RAPIDS in one line: RAPIDS executes end-to-end data pipelines entirely on GPUs.
RAPIDS is a set of libraries and APIs that runs on NVIDIA CUDA® GPUs. It offers GPU-enabled substitutes for popular Python libraries, such as cuDF for Pandas, cuML for scikit-learn, and cuGraph for NetworkX. It adheres to the standard Python APIs and provides familiar methods from those packages.
RAPIDS accelerates the entire data pipeline by aggregating the steps from ETL to visualization, and from model training to inference on GPUs. It’s fast because it relies not only on GPUs, but also on Numba and Apache Arrow.
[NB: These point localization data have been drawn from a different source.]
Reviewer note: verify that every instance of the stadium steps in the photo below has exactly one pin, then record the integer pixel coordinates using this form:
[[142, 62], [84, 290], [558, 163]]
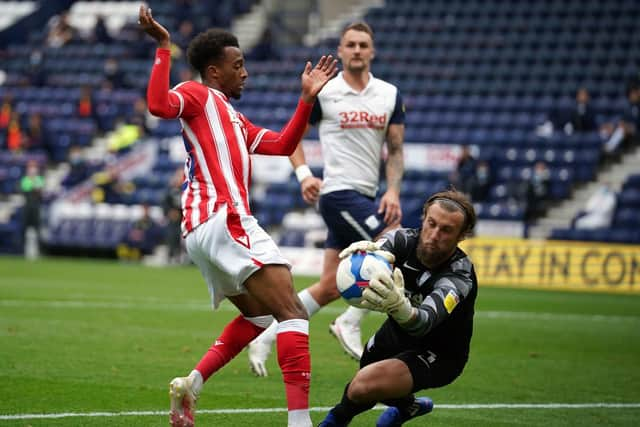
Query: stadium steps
[[250, 26], [333, 17], [560, 216]]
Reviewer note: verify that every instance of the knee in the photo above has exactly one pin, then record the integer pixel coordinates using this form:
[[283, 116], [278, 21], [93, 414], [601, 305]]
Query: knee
[[292, 309], [360, 390]]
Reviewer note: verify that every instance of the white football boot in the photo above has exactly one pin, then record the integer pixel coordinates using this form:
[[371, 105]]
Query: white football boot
[[183, 402]]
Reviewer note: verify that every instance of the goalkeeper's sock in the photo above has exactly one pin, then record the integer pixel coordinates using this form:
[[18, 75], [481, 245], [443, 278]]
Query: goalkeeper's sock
[[344, 411], [235, 336], [403, 403], [295, 363]]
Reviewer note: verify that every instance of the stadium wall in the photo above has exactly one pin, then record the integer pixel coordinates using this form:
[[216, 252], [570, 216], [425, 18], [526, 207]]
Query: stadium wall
[[535, 264]]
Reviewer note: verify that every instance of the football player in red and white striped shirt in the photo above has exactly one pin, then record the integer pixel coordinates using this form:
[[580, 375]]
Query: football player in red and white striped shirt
[[237, 258]]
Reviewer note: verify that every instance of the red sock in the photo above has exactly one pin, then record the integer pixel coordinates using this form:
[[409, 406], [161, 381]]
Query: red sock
[[235, 336], [295, 361]]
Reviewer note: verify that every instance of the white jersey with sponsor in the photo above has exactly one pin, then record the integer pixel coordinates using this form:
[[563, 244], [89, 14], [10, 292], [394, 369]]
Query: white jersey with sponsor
[[353, 128]]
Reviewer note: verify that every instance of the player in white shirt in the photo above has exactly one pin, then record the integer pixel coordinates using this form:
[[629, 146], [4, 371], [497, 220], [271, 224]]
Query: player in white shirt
[[357, 113]]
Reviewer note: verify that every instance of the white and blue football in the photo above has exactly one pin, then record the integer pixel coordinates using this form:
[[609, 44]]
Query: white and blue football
[[354, 273]]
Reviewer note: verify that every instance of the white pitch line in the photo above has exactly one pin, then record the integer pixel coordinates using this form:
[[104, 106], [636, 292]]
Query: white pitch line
[[323, 409], [144, 304]]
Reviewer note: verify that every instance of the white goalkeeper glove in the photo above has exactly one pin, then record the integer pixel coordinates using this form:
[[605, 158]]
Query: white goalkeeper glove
[[367, 246], [386, 294]]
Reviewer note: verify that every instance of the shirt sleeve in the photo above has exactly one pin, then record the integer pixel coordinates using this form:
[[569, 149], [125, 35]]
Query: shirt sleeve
[[448, 291], [169, 103], [316, 113], [283, 143], [398, 115]]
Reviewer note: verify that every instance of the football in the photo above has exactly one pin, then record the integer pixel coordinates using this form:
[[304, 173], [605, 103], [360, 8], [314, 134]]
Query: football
[[354, 273]]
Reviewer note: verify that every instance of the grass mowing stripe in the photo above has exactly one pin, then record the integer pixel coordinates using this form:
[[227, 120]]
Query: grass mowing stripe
[[154, 305], [325, 409]]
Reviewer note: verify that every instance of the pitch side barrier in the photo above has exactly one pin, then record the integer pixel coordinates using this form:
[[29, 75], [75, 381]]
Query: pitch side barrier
[[561, 265]]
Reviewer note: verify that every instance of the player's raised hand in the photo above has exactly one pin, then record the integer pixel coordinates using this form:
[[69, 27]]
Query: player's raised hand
[[152, 27], [314, 78]]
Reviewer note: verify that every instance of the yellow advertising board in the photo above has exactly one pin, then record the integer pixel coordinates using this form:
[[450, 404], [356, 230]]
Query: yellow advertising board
[[584, 266]]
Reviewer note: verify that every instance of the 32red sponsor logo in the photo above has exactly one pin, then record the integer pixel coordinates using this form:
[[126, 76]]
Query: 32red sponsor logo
[[362, 119]]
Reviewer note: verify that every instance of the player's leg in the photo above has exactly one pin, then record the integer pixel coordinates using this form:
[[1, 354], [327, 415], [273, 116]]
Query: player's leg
[[272, 287], [313, 298]]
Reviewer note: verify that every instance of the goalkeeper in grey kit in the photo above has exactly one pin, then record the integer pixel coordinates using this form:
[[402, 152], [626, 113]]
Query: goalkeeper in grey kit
[[429, 298]]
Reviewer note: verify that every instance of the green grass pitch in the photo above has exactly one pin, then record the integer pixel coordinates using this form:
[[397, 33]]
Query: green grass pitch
[[95, 343]]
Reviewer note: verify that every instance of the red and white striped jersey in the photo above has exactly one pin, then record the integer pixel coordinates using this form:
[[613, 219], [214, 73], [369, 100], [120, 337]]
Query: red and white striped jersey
[[218, 141]]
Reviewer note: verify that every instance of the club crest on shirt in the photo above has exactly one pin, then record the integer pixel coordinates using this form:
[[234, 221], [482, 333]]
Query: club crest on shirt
[[450, 301]]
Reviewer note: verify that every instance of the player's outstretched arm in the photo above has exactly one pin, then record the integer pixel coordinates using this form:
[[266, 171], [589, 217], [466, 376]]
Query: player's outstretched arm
[[314, 78], [160, 101], [153, 28]]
RAPIDS contributes to frequently used Python packages (Dask, Dash, XGBoost, scikit-learn). It also supports cybersecurity, signal processing, and geospatial analytics use cases with CLX, cuSignal, and cuSpatial APIs.
Tools to support GPU-enabled machine learning training have been around for a while, but none of them enabled GPU-use over an entire machine learning pipeline. Instead, they focused on the compute-heavy training and inference parts of a pipeline.
This created a performance problem, since copying data and operations between CPU-based (say, visualization and feature engineering) and GPU-based (say, model training) steps causes significant overhead due to serialization and deserialization compute costs.
RAPIDS handles the ML pipeline as a whole on GPUs, so anyone can benefit from its speed without having to learn the details of CUDA programming or any other new tools.
RAPIDS also supports multi-node and multi-GPU deployments so you can scale up and out on much larger dataset sizes, which drastically reduces run-time for each data pipeline iteration. This yields higher model accuracy with more frequent deployments.